Here's a base R solution implemented as a general lookup function given as arguments a key dataframe and a bucket dataframe defined as listed in the question. The lookup values need not be unique or contiguous in this example, taking account of #Michael's comment that values may occur in more than one row (though normally such lookups would use unique ranges).
lookup = function(keydf, bucketdf){
keydf$rowid = 1:nrow(keydf)
T = merge(bucketdf, keydf)
T = T[T$KEY >= T$MIN & T$KEY <= T$MAX,]
T = merge(T, keydf, all.y = TRUE)
T[order(T$rowid), c("rowid", "KEY", "VALUE")]
}
The first merge uses a Cartesian join of all rows in the key to all rows in the bucket list.
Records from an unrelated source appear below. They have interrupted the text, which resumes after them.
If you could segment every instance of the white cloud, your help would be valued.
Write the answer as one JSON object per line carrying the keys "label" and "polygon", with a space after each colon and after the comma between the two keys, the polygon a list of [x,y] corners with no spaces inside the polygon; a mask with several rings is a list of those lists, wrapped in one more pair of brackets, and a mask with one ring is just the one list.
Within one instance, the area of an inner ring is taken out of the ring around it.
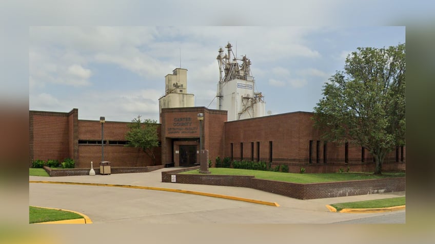
{"label": "white cloud", "polygon": [[318,76],[322,78],[328,78],[330,75],[317,69],[310,68],[301,70],[298,72],[298,74],[302,76]]}
{"label": "white cloud", "polygon": [[305,79],[290,79],[288,82],[292,86],[295,88],[302,87],[308,83],[307,80]]}
{"label": "white cloud", "polygon": [[30,98],[33,101],[33,109],[39,110],[39,108],[46,107],[57,109],[63,107],[63,104],[57,98],[47,93],[31,96]]}
{"label": "white cloud", "polygon": [[67,69],[67,74],[80,79],[88,79],[92,74],[90,70],[84,69],[80,64],[73,64]]}
{"label": "white cloud", "polygon": [[282,87],[285,86],[286,82],[281,80],[277,80],[274,79],[269,79],[269,84],[272,86]]}
{"label": "white cloud", "polygon": [[272,74],[280,77],[290,76],[290,71],[283,67],[275,67],[272,69]]}

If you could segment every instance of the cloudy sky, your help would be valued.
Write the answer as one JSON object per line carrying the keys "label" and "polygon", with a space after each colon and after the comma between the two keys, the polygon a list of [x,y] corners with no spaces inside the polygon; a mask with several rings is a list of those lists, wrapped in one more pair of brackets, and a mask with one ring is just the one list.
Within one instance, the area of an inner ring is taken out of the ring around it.
{"label": "cloudy sky", "polygon": [[181,57],[195,106],[215,109],[215,58],[229,41],[251,59],[266,111],[312,112],[347,54],[404,43],[405,36],[404,27],[31,27],[29,108],[157,120],[165,76]]}

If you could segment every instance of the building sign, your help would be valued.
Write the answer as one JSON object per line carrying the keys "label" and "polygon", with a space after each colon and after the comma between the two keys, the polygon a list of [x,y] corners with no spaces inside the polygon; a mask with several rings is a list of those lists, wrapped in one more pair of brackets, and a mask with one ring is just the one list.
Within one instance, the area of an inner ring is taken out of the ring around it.
{"label": "building sign", "polygon": [[169,124],[167,129],[168,136],[194,136],[197,134],[197,125],[192,126],[192,119],[190,117],[174,118]]}
{"label": "building sign", "polygon": [[247,85],[246,84],[242,84],[241,83],[237,83],[237,88],[242,88],[243,89],[252,90],[252,85]]}

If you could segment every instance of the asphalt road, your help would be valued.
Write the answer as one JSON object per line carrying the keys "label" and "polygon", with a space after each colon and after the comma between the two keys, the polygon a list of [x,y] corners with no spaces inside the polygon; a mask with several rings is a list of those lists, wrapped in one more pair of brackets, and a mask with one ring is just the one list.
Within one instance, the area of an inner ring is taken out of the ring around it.
{"label": "asphalt road", "polygon": [[404,210],[385,213],[379,216],[365,217],[351,220],[343,221],[335,224],[405,224]]}

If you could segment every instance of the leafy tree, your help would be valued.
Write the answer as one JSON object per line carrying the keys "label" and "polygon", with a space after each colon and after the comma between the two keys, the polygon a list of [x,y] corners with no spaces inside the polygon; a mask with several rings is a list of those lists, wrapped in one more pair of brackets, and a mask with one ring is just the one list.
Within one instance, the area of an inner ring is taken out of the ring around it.
{"label": "leafy tree", "polygon": [[149,119],[142,121],[141,116],[139,116],[132,120],[128,126],[130,130],[125,136],[125,139],[128,141],[126,146],[141,148],[155,165],[154,148],[159,146],[157,121]]}
{"label": "leafy tree", "polygon": [[385,156],[405,144],[405,44],[359,48],[323,87],[314,126],[326,141],[364,147],[382,173]]}

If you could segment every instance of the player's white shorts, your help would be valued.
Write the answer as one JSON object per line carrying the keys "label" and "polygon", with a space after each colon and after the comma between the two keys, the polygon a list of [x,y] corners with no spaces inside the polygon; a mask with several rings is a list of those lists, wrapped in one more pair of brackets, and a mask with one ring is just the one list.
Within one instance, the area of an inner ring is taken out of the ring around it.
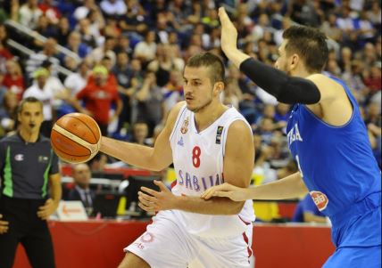
{"label": "player's white shorts", "polygon": [[247,268],[252,255],[252,224],[237,237],[202,238],[176,223],[170,210],[153,218],[146,231],[124,250],[152,268]]}

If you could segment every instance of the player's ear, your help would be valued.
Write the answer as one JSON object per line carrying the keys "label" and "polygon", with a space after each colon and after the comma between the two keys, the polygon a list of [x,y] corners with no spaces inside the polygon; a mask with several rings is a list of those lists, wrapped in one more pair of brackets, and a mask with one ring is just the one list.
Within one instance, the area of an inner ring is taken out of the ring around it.
{"label": "player's ear", "polygon": [[290,69],[295,69],[299,61],[300,61],[300,57],[295,53],[293,54],[290,59]]}
{"label": "player's ear", "polygon": [[224,83],[223,82],[216,82],[213,86],[213,93],[220,94],[220,92],[224,90]]}

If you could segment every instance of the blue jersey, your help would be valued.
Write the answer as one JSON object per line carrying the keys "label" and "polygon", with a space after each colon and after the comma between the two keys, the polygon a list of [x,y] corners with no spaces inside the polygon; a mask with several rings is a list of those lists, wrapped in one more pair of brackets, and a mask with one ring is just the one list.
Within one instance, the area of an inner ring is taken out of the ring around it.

Such joins can be inefficient if the number of rows in the real tables is large, as the result of joining x rows in the key to y rows in the bucket would be xy rows; I doubt this would be a problem in this case unless x or y run into thousands of rows.
The second merge is done to recover any key values which are not matched to rows in the bucket list.
Using the example data as listed in #AntioniosK's post:
> lookup(df2, df1)
rowid KEY VALUE
2 1 2 3
4 2 5 56
5 3 9 3
1 4 18 5
3 5 3 3
Using key and bucket exemplars that test edge cases (where the key = the min or the max), where a key value is not in the bucket list (the value 50 in df2A), and where there is a non-unique range (row 6 of df4 below):
df4 <- data.frame(MIN = c(1,4,8, 20, 30, 22), MAX = c(3, 6, 10, 25, 40, 24), VALUE = c(3, 56, 8, 10, 12, 23))
df2A <- data.frame(KEY = c(3, 6, 22, 30, 50))
df4
MIN MAX VALUE
1 1 3 3
2 4 6 56
3 8 10 8
4 20 25 10
5 30 40 12
6 22 24 23
> df2A
KEY
1 3
2 6
3 22
4 30
5 50
> lookup(df2A, df4)
rowid KEY VALUE
1 1 3 3
2 2 6 56
3 3 22 10
4 3 22 23
5 4 30 12
6 5 50 NA
As shown above, the lookup in this case returns two values for the non-unique ranges matching the key value 22, and NA for values in the key but not in the bucket list.